Ama değişiklikler bu kadarla sınırlı değildir. Yeni dönem eski dönemden kalan, ayak bağı olan, otokratik yönetim kurallarına uymayan kimi alışkanlıklara, yasama, yürütme, yargı üçlemesinden kaynaklanan kimi “kötü huylara” da son verecektir. Her şeyin tek elden yönetilmesi esasına aykırı düşen “Merkez Bankası’nın bağımsızlığı” gibi huysuzluklar da bundan böyle olmayacaktır.
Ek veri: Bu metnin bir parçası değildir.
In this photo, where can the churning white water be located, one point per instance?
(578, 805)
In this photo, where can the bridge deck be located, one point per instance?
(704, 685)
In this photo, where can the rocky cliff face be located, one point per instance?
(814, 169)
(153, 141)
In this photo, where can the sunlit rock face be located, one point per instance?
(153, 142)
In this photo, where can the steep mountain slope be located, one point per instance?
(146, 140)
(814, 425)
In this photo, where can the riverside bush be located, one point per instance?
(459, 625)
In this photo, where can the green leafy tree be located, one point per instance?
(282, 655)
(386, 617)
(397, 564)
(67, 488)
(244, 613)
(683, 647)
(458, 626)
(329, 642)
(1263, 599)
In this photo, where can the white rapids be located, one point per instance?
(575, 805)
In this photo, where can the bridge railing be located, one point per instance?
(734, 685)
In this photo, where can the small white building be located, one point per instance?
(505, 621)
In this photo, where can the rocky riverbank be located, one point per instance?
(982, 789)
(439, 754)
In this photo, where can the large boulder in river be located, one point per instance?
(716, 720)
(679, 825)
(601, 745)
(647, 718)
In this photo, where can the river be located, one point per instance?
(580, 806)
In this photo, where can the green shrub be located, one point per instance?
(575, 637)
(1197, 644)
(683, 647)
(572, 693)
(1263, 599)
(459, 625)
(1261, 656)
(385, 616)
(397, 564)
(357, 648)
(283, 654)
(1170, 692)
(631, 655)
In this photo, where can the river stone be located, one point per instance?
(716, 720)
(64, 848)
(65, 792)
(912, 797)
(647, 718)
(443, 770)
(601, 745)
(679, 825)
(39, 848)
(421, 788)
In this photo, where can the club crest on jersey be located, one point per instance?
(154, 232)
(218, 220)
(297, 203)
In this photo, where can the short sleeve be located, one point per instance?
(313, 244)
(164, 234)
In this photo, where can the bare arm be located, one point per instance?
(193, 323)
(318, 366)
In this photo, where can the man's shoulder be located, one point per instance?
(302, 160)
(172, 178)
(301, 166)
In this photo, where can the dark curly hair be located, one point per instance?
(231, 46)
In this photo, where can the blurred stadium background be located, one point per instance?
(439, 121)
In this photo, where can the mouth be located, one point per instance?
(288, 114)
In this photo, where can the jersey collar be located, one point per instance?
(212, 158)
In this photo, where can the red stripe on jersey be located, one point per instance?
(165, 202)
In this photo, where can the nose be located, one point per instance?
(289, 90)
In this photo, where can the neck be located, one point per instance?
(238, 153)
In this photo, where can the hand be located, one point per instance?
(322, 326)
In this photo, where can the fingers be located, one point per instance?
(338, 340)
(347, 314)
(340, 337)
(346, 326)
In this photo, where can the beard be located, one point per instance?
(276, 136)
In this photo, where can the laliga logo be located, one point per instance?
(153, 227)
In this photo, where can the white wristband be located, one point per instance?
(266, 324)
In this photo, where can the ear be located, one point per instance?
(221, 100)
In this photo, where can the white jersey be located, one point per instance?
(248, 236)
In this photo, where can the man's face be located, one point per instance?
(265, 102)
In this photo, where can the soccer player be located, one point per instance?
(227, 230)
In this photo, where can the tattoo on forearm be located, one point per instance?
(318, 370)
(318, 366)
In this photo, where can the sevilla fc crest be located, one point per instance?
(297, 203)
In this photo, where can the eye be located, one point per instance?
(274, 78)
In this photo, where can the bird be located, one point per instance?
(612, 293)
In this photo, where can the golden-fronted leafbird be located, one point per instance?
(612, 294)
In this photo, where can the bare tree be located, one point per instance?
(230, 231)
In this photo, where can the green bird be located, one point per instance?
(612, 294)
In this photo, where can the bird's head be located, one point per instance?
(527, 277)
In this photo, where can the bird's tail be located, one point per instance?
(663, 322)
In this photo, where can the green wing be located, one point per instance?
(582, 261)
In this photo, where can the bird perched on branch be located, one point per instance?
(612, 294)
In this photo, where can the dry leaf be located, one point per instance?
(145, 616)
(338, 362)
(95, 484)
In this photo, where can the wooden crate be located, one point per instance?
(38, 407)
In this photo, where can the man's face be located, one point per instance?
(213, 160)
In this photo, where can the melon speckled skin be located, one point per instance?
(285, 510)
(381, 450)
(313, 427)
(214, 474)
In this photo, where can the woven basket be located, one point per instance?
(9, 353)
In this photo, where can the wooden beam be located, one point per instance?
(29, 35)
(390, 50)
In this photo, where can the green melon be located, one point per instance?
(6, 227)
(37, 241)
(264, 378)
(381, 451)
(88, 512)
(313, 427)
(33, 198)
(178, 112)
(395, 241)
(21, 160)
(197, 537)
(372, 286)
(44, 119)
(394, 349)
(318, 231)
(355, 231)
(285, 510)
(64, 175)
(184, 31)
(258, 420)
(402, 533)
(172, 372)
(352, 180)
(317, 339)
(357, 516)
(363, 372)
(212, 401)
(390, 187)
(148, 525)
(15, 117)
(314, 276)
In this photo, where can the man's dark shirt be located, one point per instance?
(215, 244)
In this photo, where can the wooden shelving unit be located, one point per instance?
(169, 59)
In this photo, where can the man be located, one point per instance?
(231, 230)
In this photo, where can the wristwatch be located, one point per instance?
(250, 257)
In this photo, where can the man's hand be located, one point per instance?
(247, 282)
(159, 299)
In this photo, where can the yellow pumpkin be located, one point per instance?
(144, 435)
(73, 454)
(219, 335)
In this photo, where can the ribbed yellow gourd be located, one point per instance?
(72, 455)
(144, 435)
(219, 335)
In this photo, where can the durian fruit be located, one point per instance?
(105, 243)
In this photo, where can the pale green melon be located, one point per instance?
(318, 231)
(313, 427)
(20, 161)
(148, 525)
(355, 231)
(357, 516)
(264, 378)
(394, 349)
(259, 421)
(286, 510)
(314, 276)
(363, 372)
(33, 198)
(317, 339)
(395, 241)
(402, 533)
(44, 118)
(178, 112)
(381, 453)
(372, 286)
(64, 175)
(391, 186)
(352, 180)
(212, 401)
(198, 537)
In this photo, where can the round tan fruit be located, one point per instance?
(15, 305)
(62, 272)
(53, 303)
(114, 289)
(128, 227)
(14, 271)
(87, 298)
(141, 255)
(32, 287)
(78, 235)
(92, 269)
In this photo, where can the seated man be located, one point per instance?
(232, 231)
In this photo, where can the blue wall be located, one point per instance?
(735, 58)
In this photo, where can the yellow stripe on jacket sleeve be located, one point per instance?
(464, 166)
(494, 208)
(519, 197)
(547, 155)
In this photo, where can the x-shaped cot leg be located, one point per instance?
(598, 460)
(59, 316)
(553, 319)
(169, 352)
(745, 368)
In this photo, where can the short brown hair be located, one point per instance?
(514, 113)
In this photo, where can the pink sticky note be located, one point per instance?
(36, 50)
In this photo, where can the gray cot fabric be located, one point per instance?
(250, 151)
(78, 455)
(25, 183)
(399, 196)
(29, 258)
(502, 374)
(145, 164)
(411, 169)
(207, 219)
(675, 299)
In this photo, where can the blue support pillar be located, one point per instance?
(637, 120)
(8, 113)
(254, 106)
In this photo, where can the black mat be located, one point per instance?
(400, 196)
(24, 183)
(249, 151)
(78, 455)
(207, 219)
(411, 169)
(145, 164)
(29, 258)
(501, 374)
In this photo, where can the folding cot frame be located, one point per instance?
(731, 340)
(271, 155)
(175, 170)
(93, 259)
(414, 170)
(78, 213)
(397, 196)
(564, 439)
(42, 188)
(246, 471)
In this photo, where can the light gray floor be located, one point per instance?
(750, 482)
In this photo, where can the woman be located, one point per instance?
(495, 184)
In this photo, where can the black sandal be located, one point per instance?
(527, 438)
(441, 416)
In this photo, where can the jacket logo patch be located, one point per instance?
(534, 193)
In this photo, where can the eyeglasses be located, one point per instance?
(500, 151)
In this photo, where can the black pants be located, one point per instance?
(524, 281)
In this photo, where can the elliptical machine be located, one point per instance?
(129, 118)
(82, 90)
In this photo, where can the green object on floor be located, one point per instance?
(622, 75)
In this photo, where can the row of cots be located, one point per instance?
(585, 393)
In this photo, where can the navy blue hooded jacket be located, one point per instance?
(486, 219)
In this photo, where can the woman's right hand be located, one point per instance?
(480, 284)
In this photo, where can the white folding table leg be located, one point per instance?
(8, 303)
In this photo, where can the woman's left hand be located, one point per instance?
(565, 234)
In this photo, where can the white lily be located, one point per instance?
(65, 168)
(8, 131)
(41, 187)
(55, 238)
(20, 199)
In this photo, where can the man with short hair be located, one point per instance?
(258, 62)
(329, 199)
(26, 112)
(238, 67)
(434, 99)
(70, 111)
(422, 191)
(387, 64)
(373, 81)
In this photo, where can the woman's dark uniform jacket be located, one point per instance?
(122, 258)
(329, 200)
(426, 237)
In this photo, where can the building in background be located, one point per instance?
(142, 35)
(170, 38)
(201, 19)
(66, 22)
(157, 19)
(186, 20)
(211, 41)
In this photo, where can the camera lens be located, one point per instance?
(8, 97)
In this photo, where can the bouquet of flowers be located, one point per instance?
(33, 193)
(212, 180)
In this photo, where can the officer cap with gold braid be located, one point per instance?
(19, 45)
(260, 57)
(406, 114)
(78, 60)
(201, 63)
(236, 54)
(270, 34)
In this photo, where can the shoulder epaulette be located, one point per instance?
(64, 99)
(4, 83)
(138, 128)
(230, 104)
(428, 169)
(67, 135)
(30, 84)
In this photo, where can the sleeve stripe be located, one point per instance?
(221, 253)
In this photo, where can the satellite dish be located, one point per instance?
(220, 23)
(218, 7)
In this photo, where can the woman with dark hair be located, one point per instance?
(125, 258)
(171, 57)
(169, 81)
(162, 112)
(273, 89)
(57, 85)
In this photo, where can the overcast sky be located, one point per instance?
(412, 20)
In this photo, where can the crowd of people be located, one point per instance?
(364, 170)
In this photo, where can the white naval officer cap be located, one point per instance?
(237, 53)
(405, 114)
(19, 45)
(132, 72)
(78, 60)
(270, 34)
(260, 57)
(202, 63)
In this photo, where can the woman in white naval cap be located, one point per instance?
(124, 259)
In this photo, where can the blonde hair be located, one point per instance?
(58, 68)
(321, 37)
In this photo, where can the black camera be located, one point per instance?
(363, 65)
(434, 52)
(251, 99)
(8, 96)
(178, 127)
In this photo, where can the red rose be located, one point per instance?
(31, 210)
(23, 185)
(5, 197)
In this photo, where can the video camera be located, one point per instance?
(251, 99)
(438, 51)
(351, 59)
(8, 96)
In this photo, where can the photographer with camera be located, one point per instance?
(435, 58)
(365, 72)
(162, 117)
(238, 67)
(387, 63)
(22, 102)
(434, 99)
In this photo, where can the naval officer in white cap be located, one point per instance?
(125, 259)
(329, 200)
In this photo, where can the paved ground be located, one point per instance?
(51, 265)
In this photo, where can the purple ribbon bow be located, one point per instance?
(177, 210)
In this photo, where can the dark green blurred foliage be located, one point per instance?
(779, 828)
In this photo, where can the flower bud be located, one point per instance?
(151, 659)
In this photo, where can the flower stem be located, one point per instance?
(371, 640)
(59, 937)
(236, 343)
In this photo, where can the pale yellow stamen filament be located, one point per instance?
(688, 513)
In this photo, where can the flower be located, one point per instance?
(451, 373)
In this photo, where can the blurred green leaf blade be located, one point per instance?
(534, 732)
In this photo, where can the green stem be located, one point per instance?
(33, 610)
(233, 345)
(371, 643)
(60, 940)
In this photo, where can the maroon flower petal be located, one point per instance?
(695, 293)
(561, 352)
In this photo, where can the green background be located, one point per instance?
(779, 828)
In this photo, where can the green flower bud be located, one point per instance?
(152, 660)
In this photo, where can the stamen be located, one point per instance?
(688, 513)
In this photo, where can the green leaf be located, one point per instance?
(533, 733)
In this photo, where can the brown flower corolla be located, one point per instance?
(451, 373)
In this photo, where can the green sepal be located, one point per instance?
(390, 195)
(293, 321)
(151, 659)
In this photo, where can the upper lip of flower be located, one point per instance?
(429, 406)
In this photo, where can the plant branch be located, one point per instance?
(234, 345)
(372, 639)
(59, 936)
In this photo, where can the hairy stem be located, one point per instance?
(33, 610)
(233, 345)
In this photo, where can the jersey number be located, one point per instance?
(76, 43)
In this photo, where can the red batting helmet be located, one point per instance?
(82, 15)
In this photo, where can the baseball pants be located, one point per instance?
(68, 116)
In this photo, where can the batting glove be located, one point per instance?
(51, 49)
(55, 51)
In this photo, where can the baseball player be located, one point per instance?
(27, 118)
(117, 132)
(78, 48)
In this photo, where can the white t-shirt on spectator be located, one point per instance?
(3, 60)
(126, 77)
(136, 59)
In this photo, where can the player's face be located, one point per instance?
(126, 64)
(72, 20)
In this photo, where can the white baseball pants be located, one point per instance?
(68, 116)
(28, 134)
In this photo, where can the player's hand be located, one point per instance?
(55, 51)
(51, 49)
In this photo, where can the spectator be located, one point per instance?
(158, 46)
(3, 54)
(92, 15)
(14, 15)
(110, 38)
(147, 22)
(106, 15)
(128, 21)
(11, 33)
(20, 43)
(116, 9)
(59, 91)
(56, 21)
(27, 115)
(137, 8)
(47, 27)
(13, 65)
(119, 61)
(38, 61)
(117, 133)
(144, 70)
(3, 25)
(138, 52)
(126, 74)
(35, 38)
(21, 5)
Her ne kadar ekonomi ve dış politika özellikle uluslararası bağımlılıklar nedeniyle başına buyrukluğa fazla izin vermiyor olsa da özgüveni zirveye çıkmış her otokrat bunu en azından bir kere dener.

***

Bütün bunların hiç kuşkusuz ideolojik bir temeli olmalıdır. Vardır zaten. 12 yıllık süreçte ilmik ilmik örülen laikliğin darbelenmesi ve nihayet sona erdirilmesi için bir iki adım ya kalmış ya kalmamıştır. Milli eğitim tümüyle bu ideolojik temelin sağlamlaştırılması için yeniden düzenlendi; bu iş hemen hemen tamamlanmıştır. Son noktanın konulması zamanıdır. Bu da seçimlerin her ne pahasına olursa olsun kazanılmasını zorunlu kılıyor. Çünkü henüz şöyle ya da böyle özellikle laiklik konusunda ikna edilememiş yüzde 50’lik bir kitle var.

***

Bu yüzde 50’lik kitlenin genel gidişe “ne yapalım başka çare mi kaldı” çaresizliği ile boyun eğmesi de; -tarihte örnekleri var- “hayır ben bu yeni düzene boyun eğemem” demesi de mümkündür. Karar hiç kuşkusuz sandığa gidecek olanların olacaktır; ama onlara ne olup bittiğini anlatmak; bunu evde, okulda, sokakta, nerede şu adına “yeni” denilen gerilemeyle karşılaşıyorsak orada yapmak durumundayız. Siyasetin gerçek yenilikçileri somut durumu anlatamazsa “yeni düzenin sahipleri” kitleyi ikna edebilir, ülkemizi otokrasinin sessiz ülkesine çevirebilirler.

***

İkna etmenin yöntemlerini bir bir deniyorlar şimdi. En önemlisi; sokağın sesini susturmayı öne aldılar. Toplantı ve gösteri hakkını kullanılamaz hale getiren yeni düzenlemeler, yeni güvenlik önlemlerini içeren yasalar, sosyal medyaya baskı bunun içindir. Sokağın kapısını yasayla kapatırsanız sokağa çıkmak isteyenleri de yasadışına zorlamış olursunuz. Nefes almak, yaşayabilmek insanın fıtratında var. Ayrıca yasalarla, yönetmeliklerle, emirlerle ortadan kaldırılamayan evrensel insan haklarının otokratlara sonsuz bir özgürlük alanı sunmadığını da biliyoruz.

***

Yaşamak için nefes almak zorundayız. Hayat memat meselesi dediğimiz budur zaten.